Janot – Não é a investigação que se reflete no processo eleitoral. É a corrupção que se reflete no processo eleitoral.
A investigação revela que existiu, ou existe, caixa dois (doações não contabilizadas pela Justiça Eleitoral). E que boa parte do dito “caixa um”, que seriam as doações legais, na verdade são pagamentos de propina por atos de corrupção, travestido de doação eleitoral.
Ontem mesmo (terça-feira), o Supremo aceitou uma denúncia contra um senador da República (Romero Jucá) e o fundamento da denúncia, que foi por mim firmada, era exatamente esse. A doação dita regular para uma campanha eleitoral nada mais era do que (uma forma de) travestir um suborno.

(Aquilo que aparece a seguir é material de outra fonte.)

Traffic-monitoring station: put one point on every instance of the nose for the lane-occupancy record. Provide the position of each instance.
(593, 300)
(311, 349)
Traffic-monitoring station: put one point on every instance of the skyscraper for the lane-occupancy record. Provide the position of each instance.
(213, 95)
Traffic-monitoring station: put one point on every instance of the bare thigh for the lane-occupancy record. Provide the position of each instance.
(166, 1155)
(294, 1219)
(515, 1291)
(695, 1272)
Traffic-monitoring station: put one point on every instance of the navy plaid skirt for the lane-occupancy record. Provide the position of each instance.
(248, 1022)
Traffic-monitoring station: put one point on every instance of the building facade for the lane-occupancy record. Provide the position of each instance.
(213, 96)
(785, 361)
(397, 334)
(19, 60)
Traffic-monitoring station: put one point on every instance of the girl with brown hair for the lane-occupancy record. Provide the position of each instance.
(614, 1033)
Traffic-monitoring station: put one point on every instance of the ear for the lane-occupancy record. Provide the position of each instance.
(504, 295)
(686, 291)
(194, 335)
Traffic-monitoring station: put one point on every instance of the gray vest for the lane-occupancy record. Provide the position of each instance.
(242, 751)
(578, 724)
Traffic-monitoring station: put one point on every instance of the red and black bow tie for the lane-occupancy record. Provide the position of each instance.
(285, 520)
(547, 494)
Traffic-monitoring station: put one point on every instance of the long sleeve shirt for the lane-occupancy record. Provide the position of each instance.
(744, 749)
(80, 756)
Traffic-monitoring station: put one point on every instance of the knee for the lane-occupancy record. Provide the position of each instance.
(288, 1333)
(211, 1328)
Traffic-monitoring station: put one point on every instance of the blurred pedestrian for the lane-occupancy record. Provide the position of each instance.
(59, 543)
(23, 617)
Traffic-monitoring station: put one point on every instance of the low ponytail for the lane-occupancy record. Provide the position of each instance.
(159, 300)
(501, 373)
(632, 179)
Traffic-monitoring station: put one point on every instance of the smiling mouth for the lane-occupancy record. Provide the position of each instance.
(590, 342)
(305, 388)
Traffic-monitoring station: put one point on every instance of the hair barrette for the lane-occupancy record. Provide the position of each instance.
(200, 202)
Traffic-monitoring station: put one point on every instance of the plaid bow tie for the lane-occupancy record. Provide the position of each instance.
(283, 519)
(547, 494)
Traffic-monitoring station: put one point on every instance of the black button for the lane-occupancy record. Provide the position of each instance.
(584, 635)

Então, temos comprovação de que as empresas brasileiras interferiram nos processos políticos de vários países da América Latina: Colômbia, Venezuela, Equador, Panamá, Peru, Brasil, República Dominicana, Argentina. É uma relação direta.
(A corrupção) quebra a representação da cidadania. Porque esses sujeitos que são eleitos não são representantes do povo. São representantes ou de si próprios ou de esquemas. São guindados aos cargos públicos para a sua manutenção (de esquemas corruptos).